Как только мы возвратились, Михаил Николаевич прошел в кабинет Василия Ивановича, который, по обыкновению, сидел за работой, а я повела Тоню в ее комнату, и она как-то машинально помогала мне раздевать ее. Когда она лежала уже в постели, я была поражена ее расширенными зрачками. Я поставила свечку на ее столик, но она быстро закрыла глаза руками. Накрыв свечку абажуром, я переставила ее на пол. Я боялась заговорить с нею, боялась поцеловать ее. Я тихонько вышла из комнаты, подвинув к ней звонок.

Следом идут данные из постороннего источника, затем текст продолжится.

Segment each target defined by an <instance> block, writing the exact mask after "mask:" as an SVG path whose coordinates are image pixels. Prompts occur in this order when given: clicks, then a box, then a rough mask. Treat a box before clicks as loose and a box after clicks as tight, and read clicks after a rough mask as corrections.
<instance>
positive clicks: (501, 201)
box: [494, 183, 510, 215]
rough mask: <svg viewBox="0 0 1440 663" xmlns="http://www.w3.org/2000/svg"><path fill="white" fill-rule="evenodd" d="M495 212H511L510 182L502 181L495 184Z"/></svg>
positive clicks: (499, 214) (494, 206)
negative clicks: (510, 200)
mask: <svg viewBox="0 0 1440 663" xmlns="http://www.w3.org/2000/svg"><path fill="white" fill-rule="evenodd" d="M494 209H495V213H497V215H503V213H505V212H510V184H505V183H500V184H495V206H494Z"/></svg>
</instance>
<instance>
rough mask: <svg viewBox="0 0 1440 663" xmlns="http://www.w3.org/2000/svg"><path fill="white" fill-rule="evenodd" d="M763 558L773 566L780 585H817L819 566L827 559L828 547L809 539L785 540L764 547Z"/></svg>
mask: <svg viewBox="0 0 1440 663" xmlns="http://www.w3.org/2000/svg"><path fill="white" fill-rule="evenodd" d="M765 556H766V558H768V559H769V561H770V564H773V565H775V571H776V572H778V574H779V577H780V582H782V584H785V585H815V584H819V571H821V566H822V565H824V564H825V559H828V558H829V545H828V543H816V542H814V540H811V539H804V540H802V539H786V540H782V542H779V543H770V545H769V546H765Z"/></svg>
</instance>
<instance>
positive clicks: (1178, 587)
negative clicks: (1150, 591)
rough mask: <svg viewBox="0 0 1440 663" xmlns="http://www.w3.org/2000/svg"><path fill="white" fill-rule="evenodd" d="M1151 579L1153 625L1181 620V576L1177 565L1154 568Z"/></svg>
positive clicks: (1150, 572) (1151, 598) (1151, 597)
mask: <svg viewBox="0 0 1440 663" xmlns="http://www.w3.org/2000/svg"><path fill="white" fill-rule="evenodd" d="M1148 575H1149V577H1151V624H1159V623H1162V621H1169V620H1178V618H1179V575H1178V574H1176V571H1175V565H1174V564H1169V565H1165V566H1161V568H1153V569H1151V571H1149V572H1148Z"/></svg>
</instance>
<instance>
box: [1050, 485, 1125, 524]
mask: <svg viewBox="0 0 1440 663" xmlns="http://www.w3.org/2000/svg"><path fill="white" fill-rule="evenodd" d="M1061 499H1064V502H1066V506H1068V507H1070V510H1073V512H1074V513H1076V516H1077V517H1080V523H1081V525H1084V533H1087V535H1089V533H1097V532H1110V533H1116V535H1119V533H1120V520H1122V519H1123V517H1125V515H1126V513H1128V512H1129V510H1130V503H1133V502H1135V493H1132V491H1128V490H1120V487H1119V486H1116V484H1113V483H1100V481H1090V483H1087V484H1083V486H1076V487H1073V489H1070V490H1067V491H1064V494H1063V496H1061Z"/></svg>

– Месть, и какая бесчеловечная месть за отказ, полученный два года тому назад, месть за свою женитьбу, месть за то, что он опять влюбился в нее!.. Черт знает что такое! – говорил Василий Иванович.
– Я вообще противник дуэли, но это один из редких случаев, когда она является единственным средством, чтобы наказать негодяя, отомстить ему за Антонину Николаевну, дать ей моральное удовлетворение, – возражал Лебедев.
– У вас, военных, дуэль универсальное средство от всех зол! Все вы отрицатели и враги дуэли до первого случая. Какое же удовлетворение Антонине Николаевне может принести дуэль? Разрекламирует только скандал, о котором будут рассуждать вкось и вкривь, следовательно, бросать камни и в нее, совершенно неповинную. Теперь об этом инциденте, кроме немногих лиц, никто не знает, а тогда о нем все заговорят… И какая, подумаешь, справедливость, когда дуэль может погубить человека, который возьмется отомстить за Антонину Николаевну! Манькович выказал свое до невероятности мелкое, пошлое самолюбие, но каково же будет ему вечно жить с убийством в душе? Он совершил гнусный поступок, но возможно, что угрызения совести заставят его измениться к лучшему… А если он еще сделается убийцею? Тогда уже он в конце концов может оказаться бесповоротным негодяем.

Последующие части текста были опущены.